Giovedì, 11 agosto 2022 - ore 16.18

Gas Algeria.Italia arretrata rispetto alla Spagna | M.Cazzulani

| Scritto da Redazione
Gas Algeria.Italia arretrata rispetto alla Spagna | M.Cazzulani

L'Italia più arretrata rispetto alla Spagna sul gas dall'Algeria
Il colosso algerino Sonatrach sospende temporaneamente la realizzazione del gasdotto Galsi a causa del maggiore interesse del Belpaese per Southstream e TAP. L'infrastruttura voluta dalla Russia e appoggiata dal colosso nazionale ENI, mentre la conduttura pianificata per veicolare in Europa gas dell'Azerbaijan e sostenuta dal Governo italiano.
Sul gas africano l'Italia e lenta, mentre la Spagna e rock.
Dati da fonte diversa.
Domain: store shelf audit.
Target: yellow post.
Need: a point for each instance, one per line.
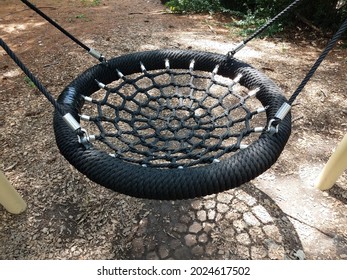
(9, 197)
(334, 168)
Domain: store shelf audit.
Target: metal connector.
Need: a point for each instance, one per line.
(238, 47)
(280, 115)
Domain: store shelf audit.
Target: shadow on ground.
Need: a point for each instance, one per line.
(244, 223)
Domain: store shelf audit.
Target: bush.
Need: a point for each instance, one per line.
(182, 6)
(325, 14)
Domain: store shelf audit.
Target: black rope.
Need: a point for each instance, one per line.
(36, 82)
(328, 48)
(33, 7)
(265, 26)
(270, 22)
(51, 21)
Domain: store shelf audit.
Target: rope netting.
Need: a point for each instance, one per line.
(172, 118)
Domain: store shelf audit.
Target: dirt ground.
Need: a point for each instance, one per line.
(279, 215)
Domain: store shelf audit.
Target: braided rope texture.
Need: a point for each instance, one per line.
(169, 184)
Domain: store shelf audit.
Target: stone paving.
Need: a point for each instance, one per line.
(238, 224)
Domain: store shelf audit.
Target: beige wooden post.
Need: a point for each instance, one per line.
(9, 197)
(334, 168)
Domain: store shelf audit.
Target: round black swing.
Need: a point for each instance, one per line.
(156, 95)
(172, 124)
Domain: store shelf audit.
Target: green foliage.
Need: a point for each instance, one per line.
(199, 6)
(325, 14)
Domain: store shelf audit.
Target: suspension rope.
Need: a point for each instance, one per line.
(327, 49)
(82, 135)
(91, 51)
(286, 107)
(31, 76)
(262, 28)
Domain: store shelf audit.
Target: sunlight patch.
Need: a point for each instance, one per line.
(13, 27)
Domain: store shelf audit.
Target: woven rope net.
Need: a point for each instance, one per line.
(173, 118)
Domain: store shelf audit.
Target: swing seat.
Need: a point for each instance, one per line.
(169, 124)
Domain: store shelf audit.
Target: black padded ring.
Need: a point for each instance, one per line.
(156, 183)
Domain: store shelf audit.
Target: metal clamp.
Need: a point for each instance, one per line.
(238, 47)
(83, 137)
(279, 116)
(97, 55)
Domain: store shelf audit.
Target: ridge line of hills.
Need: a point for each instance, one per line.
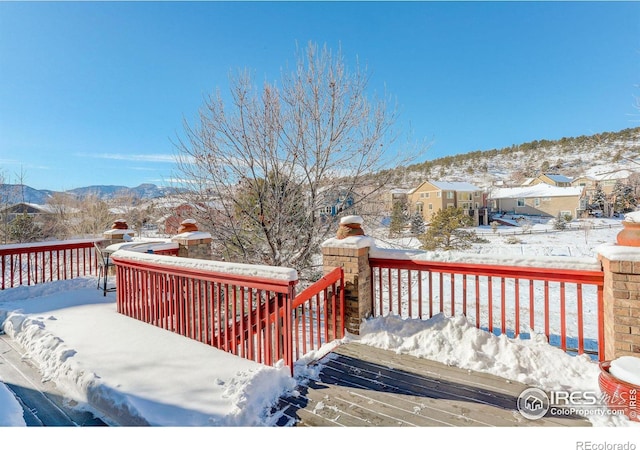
(572, 157)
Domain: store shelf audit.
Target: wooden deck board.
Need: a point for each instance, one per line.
(363, 386)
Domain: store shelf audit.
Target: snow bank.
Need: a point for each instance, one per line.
(626, 368)
(632, 217)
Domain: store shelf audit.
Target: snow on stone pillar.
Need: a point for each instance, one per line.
(350, 250)
(119, 232)
(191, 242)
(621, 318)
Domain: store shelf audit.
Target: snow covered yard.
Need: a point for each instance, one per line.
(82, 344)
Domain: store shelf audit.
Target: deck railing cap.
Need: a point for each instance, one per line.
(245, 270)
(350, 242)
(556, 262)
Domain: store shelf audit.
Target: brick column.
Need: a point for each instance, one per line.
(352, 254)
(621, 267)
(191, 242)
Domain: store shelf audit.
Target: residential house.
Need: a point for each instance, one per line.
(607, 180)
(10, 212)
(432, 196)
(552, 179)
(540, 199)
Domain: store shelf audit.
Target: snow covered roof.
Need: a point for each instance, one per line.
(537, 190)
(558, 178)
(455, 186)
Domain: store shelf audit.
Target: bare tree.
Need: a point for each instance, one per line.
(273, 168)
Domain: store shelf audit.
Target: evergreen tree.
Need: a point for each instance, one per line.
(623, 197)
(398, 218)
(24, 229)
(446, 231)
(599, 199)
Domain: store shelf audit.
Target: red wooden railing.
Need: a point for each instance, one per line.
(254, 317)
(318, 314)
(564, 304)
(35, 263)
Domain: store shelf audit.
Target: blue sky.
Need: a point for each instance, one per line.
(96, 92)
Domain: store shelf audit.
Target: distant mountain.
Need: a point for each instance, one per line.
(573, 157)
(16, 193)
(144, 191)
(570, 156)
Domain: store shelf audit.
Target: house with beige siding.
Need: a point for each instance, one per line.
(553, 179)
(432, 196)
(539, 200)
(606, 180)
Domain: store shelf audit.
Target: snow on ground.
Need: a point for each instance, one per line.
(107, 361)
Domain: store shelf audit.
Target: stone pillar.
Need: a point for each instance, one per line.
(350, 250)
(191, 242)
(621, 265)
(119, 232)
Nella giornata di mercoledì, 2 Gennaio, il colosso energetico algerino Sonatrach ha dichiarato la sospensione temporanea del Galsi: gasdotto di 800 chilometri, concepito per trasportare 8 Miliardi di metri cubi di gas all'anno dal Nord Africa al Nord Italia tramite la Sardegna.
Come riportato da Natural Gas Europe, la Sonatrach ha lamentato l'indecisione da parte italiana nel procedere nella realizzazione di un progetto che, sulla carta, implementa la diversificazione delle forniture di gas sia per il Belpaese che per l'Europa.
Inoltre, come riportato dalla Reuters,  un'altra ragione della sospensione temporanea del Galsi e dovuta all'impegno dell'Italia nella realizzazione del Southstream e del Gasdotto Trans Adriatico - TAP.
Il Southstream e un gasdotto dalla portata di 63 miliardi di metri cubi all'anno progettato dal monopolista russo del gas, Gazprom - controllato dal Cremlino - per aumentare la dipendenza dell'Europa dalle forniture di oro blu di Mosca.
Progettato per veicolare il gas in Austria dal territorio russo attraverso il fondale del Mar Nero, Bulgaria, Serbia, Ungheria, Slovenia e Italia, il Southstream e un progetto politico del Cremlino, criticato dalla Commissione Europea ma compartecipato dal colosso italiano ENI.
La TAP e invece progettata per veicolare 21 miliardi di metri cubi di gas dell'Azerbaijan in Italia dal confine tra Grecia e Turchia attraverso l'Albania.
Compartecipato dal colosso norvegese Statoil, dalla compagnia svizzera AXPO, e da quella tedesca E.On, e appoggiato politicamente dai Governi di Italia, Grecia ed Albania, il Gasdotto Trans Adriatico risponde all'esigenza di diversificare le forniture di gas per l'Europa da quasi monopolio della Russia.
Inoltre, con il suo approdo previsto in Puglia, la TAP rende l'Italia l'hub europeo del gas dell'Azerbaijan, conferisce un più solido prestigio al Governo italiano in sede UE, e consente nel Belpaese la creazione di posti di lavoro in un momento di particolare difficoltà economica e occupazionale.
La Spagna sostenuta dai belgi nella costruzione del Medgas
Chi procede nei lavori per l'importazione in Europa del gas dall'Africa e, contrariamente all'Italia, la Spagna.
Martedì, Primo di Gennaio, il gasdotto Medgas - infrastruttura compartecipata dalla Sonatrach, dal consorzio spagnolo Cepsa e dalla compagnia francese Suez Gaz de France, concepita per trasportare 8 Milioni di metri cibi di gas dall'Algeria alla Penisola Iberica - ha ottenuto l'appoggio della compagnia belga Fluxys SA.
Come riportato da una nota, la compagnia belga si è accordata con la compagnia spagnola Endesa per l'acquisto del 23% del Medgas per 230 Milioni di Euro.
L'operazione implementa la realizzazione di un progetto che incrementa l'afflusso di gas nordafricano in Europa.